Do the rich not get richer by re investing their wealth, often in shares? So their money makes money, yes? How can it be at the expense of everyone else if they then expand their businesses and employ poorer people, (though they should of course pay them properly)?
The 'rich' who are investing in shares aren't the business owners. Well, I suppose they are, technically speaking, but unless they are buying shares in a start-up, the money they pay for their shares goes to the previous owner of the shares. Not a penny goes anywhere near the company. They buy shares either in the hope that the share price will rise and they can resell them at a profit, or that the company will pay a good annual dividend on their shares and so increase the shareholder's wealth.
Business owners are another kettle of fish altogether.

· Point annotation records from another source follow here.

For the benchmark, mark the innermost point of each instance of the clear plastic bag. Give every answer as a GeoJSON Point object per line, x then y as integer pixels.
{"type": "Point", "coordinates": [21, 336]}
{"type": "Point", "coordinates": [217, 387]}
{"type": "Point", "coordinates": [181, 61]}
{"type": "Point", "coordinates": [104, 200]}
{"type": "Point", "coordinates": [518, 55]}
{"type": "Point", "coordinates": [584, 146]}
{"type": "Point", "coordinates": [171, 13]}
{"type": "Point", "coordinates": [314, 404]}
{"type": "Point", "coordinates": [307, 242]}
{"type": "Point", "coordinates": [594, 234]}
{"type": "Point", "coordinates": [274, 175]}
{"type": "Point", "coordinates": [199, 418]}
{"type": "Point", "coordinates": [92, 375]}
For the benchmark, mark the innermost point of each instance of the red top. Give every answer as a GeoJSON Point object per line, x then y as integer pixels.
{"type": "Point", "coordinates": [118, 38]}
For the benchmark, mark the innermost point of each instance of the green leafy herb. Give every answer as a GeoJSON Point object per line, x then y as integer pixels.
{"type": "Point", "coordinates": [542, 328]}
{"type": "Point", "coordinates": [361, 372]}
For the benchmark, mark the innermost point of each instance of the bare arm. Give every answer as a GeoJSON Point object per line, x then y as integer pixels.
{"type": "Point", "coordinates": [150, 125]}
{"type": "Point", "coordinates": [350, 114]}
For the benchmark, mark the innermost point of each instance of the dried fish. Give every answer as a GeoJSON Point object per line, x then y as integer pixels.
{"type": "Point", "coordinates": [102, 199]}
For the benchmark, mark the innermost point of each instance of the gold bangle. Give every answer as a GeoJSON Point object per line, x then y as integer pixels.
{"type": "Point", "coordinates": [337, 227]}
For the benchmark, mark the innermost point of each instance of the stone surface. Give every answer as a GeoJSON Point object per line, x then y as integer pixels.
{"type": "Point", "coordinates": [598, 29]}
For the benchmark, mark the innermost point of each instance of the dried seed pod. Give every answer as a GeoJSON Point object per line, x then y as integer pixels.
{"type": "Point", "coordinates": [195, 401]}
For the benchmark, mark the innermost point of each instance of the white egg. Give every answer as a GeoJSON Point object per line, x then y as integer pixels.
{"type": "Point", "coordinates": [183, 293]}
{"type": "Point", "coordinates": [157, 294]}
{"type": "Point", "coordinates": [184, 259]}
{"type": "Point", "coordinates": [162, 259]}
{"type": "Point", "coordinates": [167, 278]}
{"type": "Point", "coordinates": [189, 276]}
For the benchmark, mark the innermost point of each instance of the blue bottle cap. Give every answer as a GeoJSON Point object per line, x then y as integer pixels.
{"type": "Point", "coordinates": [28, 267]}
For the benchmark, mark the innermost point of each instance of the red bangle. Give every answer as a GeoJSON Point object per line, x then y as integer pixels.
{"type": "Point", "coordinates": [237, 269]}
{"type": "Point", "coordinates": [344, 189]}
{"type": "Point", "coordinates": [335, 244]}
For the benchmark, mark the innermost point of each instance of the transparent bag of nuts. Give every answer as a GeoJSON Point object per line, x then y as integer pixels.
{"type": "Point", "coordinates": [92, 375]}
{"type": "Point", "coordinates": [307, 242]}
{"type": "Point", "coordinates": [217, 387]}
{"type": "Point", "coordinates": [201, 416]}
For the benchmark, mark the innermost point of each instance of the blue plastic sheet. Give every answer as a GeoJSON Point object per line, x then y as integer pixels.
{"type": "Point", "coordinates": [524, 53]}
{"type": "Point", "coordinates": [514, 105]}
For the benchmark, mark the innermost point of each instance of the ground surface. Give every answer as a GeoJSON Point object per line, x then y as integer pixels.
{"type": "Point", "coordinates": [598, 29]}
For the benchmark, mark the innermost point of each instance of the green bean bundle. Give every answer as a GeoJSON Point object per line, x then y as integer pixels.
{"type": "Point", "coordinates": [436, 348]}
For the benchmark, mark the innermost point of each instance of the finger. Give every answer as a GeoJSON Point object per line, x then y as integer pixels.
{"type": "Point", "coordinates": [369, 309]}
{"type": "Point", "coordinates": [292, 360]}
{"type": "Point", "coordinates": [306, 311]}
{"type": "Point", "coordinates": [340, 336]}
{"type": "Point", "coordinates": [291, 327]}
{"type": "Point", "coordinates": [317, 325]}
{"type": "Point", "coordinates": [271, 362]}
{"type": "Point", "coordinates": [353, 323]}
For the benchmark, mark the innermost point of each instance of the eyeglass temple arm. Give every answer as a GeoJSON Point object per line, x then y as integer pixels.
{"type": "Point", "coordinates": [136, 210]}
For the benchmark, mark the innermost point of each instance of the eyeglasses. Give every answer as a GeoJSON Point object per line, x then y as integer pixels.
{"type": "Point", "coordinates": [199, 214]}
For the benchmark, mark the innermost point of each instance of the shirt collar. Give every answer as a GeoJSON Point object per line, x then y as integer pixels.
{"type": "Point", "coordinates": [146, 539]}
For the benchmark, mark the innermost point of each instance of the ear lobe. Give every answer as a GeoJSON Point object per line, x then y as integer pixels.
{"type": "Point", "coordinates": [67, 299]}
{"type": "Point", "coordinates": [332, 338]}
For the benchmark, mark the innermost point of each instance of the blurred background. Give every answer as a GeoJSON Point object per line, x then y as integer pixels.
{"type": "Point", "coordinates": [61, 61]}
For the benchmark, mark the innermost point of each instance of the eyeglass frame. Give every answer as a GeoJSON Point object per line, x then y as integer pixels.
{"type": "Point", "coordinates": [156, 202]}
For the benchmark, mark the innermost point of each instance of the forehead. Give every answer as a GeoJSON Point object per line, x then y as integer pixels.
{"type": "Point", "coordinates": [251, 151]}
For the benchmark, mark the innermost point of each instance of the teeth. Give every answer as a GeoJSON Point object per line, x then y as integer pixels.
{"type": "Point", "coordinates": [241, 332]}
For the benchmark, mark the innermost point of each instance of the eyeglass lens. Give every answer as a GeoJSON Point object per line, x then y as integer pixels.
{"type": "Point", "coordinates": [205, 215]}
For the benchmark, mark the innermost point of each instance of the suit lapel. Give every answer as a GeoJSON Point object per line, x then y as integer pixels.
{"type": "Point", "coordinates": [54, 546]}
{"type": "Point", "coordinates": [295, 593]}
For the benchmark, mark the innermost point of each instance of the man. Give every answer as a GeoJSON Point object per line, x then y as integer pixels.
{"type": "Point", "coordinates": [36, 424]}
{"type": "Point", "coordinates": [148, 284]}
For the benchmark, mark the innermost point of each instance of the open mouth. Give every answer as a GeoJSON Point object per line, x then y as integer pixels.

Agreed, businesses employ people. .They employ people to produce the product or service that they intend to sell directly or indirectly to the public. This ought to be a symbiotic relationship. Without the business people would have no jobs and without the people the business owner would have nothing to sell.
at the expense of everyone else..
You have to consider who is buying the products/services. In most cases it is either us, the consumers, or companies that need the product in order for them to produce their own products to sell to the consumer (let's not get any more complicated than tha😆 ) e.g the company that sells a cabinet maker his/her tools. So, the consumer ultimately pays for them, too as cost of equipment and materials is factored into the selling price.
Now, say we are buying from a large PLC rather than an SME.
Part of what we have paid will comprise the company's profit. So a percentage of that will be paid to our wealthy shareholders as dividend. Which then, apart from being taxed, disappears out of the domestic economy be cause the wealthy have, as we've already seen, a low MPC. It goes off into the financial markets, or is 'invested' in property, and leaves a shortfall in the domestic economy. Which, over time, reduces the amount of money left for the rest of the population to share in.